In order to control characteristics of a semiconductor device by using such a scanning electron microscope, a generally employed practice is to check pattern formation to determine whether a line width of each line pattern and a distance between two neighboring patterns fall within ranges of design standard values. Pattern line widths and distances between patterns are controlled by use of the following procedure. To begin with, an XY stage is moved to position the scanning electron microscope on a predetermine position on patterns formed on a photomask. Thereafter, an electron beam is radiated on the patterns in a specified range which covers a position of measurement. Thus, an image representing the distribution of brightness is acquired on the basis of secondary electrons reflected from the irradiated points. Subsequently, a waveform representing the distribution of brightness is acquired from the brightness information on the measurement points. By analyzing the acquired waveform, the positions of edges of each pattern are found to determine the line width of the pattern. In addition, the distance between two edges of respective two patterns is calculated from values in the acquired image data.
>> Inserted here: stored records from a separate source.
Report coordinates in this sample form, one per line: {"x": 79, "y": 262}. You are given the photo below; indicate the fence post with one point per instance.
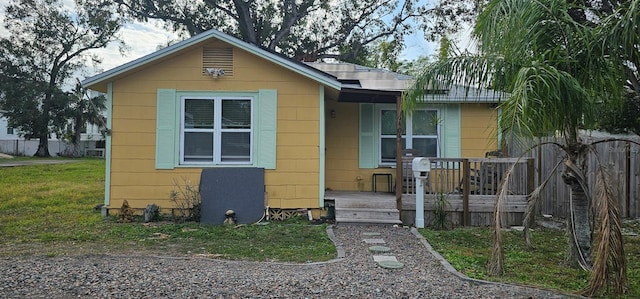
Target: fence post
{"x": 531, "y": 186}
{"x": 627, "y": 178}
{"x": 466, "y": 184}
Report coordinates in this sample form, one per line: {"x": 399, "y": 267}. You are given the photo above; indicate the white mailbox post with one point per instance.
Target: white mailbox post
{"x": 421, "y": 167}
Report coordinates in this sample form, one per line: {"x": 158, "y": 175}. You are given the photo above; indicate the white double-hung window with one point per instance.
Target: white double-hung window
{"x": 419, "y": 132}
{"x": 216, "y": 130}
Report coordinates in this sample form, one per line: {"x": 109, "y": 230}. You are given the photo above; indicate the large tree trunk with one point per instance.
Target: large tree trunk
{"x": 43, "y": 147}
{"x": 579, "y": 228}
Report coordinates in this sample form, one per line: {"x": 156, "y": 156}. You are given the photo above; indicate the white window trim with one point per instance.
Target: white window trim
{"x": 408, "y": 131}
{"x": 217, "y": 130}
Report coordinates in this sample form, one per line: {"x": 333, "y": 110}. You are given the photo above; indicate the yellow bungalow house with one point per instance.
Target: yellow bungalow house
{"x": 214, "y": 102}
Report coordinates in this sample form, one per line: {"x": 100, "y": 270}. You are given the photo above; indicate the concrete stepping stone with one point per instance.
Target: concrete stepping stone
{"x": 384, "y": 258}
{"x": 390, "y": 264}
{"x": 380, "y": 249}
{"x": 374, "y": 241}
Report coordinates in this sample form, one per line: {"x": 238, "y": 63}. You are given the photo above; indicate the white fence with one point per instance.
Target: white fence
{"x": 56, "y": 147}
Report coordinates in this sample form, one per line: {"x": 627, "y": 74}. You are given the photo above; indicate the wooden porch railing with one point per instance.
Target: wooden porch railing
{"x": 473, "y": 180}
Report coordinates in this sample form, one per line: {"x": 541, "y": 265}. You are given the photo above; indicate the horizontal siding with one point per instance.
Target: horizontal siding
{"x": 478, "y": 123}
{"x": 294, "y": 184}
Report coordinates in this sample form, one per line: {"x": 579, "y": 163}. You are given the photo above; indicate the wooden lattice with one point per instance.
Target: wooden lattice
{"x": 282, "y": 214}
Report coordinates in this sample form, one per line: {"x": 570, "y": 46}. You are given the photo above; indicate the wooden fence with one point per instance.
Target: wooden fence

Subsequently, it is judged whether or not each of the line width of each pattern and the distance between the patterns fall within a range of a tolerance. The result of the judgment is used as criteria for determining whether the quality of the photomask is satisfactory or not, and as information on a process feedback for the preceding processes.
The measurement of pattern line widths and distances between patterns as described above is important for the photomask manufacturing process. Thus, various methods of measuring a line width and the like have been proposed.
In general, a position at which the brightness corresponding to the amount of secondary electrons reaches a maximum gradient is defined as the position of an edge of the pattern. In contrast, Japanese Unexamined Patent Application Publication No. Hei. 5-296754 discloses an edge detecting method in which a position at which a secondary electron signal shows a minimum value is defined as the position of an edge.
As described above, the method in which a position at which the brightness is at the maximum gradient is defined as the position of an edge, and the method in which a position at which the secondary electron signal is at the minimum value is defined as the position of an edge are employed to measure the line width of a pattern by use of a scanning electron microscope.
In such pattern edge detection, a range for edge measurement is set wider, and the position of an edge is determined by use of multiple detection values. This enables the position of the edge to be detected with better reproducibility even if a region specified as a measurement target is somewhat off the exact spot.
However, it is difficult to stably detect the position of an edge in a narrower portion of a pattern, for instance, an extreme end portion of a line pattern, because a wide measurement range cannot be used. In addition, when a region specified as a measurement target is not exactly on a desired spot, the region may or not may include a curved portion in a corner section of the pattern. This makes it difficult to detect the position of the edge with high reproducibility.